Introductory R for Social Sciences
Academic Year 24/25 Term 1
Welcome!
This site serves as a repository for the slides and codes developed for the ‘Introductory R for Social Sciences’ workshop tailored for undergraduate students at SMU. Comprising five sessions, this resource is designed for individuals with fundamental statistics knowledge who are venturing into R programming or coding for the first time.
Instructor
Instructor: Bella Ratmelia, Senior Librarian, Research & Data Services, SMU Libraries
Teaching Assistant: Hector Tan Kheng Wee, SCIS MITB Postgraduate Student
Schedule
Session | Date and Time | Venue | Topic |
---|---|---|---|
1 | Fri, 23 Aug 2024, 3.30 - 5.30 PM | YPHSL seminar room 2.1 | Introduction to R and RStudio |
2 | Fri, 30 Aug 2024, 3.30 - 5.30 PM | YPHSL seminar room 2.1 | Data wrangling with tidyverse |
3 | Fri, 6 Sep 2024, 3.30 - 5.30 PM | YPHSL seminar room 2.1 | Data visualization and Descriptive Statistics |
4 | Fri, 13 Sep 2024, 3.30 - 5.30 PM | YPHSL seminar room 2.2 | Basic Inferential Tests |
5 | Fri, 20 Sep 2024, 3.30 - 5.30 PM | YPHSL seminar room 2.1 | Regression and Introduction to Quarto |
~ | At your own pace | At your own choosing | Post-workshop exercises |
Pre-workshop activities
R and RStudio
R and RStudio are two different but complementary tools used in data analysis and statistical computing. Understanding the difference between them is crucial (especially for beginners).

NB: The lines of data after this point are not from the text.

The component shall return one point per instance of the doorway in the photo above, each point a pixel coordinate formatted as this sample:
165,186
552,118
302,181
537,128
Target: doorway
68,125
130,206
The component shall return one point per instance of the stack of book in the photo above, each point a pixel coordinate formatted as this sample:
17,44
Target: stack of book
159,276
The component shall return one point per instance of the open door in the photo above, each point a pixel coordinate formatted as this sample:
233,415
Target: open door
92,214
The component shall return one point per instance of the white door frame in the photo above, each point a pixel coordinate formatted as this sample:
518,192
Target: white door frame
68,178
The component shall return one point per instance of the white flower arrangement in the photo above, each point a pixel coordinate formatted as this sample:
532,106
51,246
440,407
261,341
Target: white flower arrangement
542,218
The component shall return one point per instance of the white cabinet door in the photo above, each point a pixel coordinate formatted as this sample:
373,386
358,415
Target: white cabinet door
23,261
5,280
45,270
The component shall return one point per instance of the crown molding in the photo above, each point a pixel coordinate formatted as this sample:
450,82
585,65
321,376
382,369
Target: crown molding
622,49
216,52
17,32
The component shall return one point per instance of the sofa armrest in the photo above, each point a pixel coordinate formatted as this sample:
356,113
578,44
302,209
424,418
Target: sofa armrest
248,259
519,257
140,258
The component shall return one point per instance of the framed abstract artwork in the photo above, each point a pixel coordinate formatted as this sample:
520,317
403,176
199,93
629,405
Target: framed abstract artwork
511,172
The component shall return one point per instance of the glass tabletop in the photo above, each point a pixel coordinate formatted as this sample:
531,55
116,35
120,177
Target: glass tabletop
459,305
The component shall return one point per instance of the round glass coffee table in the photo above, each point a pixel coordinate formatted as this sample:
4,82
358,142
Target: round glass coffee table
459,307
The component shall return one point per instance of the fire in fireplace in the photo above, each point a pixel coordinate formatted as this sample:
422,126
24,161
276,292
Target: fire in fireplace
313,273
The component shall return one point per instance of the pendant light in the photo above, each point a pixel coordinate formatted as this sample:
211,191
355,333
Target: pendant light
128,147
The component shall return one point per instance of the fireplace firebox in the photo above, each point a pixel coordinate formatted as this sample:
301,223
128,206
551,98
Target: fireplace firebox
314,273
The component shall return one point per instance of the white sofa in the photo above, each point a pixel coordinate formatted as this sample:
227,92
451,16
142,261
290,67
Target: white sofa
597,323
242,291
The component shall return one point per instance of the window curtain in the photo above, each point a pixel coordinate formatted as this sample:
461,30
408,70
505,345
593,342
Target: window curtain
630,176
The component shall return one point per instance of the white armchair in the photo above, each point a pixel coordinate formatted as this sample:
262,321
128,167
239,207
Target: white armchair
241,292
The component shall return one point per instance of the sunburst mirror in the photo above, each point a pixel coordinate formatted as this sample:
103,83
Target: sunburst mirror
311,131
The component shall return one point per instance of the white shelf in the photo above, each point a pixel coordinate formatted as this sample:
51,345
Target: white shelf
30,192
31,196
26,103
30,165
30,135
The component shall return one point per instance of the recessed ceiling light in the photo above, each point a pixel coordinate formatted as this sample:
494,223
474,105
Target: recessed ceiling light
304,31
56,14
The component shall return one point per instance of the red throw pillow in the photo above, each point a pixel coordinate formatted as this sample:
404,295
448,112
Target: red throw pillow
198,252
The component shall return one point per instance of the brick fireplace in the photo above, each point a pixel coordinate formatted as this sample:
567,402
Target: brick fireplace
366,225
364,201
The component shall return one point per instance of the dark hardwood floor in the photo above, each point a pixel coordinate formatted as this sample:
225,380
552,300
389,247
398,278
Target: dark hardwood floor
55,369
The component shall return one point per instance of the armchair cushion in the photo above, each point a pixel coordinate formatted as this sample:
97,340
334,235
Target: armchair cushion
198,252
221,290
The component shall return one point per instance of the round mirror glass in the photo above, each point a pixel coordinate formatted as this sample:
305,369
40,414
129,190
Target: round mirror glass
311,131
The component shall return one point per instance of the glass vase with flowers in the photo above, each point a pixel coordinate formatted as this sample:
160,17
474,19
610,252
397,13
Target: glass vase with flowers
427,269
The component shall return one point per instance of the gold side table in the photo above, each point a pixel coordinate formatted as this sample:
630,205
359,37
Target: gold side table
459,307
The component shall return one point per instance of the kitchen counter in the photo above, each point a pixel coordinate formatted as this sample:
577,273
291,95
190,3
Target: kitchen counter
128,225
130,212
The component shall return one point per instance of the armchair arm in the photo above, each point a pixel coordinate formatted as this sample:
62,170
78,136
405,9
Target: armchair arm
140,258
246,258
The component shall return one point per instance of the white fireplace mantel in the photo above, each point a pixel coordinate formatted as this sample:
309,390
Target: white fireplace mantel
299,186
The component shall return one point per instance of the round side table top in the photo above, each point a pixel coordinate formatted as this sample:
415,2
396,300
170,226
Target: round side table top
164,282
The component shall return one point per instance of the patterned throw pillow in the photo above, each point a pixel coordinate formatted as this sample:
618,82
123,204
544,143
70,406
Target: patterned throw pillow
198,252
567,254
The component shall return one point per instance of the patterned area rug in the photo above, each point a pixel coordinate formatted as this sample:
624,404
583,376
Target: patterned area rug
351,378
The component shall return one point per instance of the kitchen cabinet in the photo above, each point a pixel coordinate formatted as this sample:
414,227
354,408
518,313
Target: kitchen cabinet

R is a programming language and software environment specifically designed for statistical computing and graphics. It’s the core tool that actually processes your data and performs analyses.
RStudio is an Integrated Development Environment (IDE) for R. Think of it as a user-friendly interface that makes it easier to write R code, manage projects, and visualize output. RStudio is not required to use R, but it significantly enhances the R programming experience!
Always install R before installing RStudio, as RStudio requires R to function.
Step 1: Install R
Choose your operating system (Windows, Mac, or Linux)
Download and install the latest version of R
Step 2: Install RStudio
Scroll down to “Download RStudio Desktop”
Click “Download” and install the latest version of RStudio
Step 3: Install the required packages
Packages in R are collections of additional tools, functions, and datasets that extend R’s capabilities. Packages are created by contributors in the R community.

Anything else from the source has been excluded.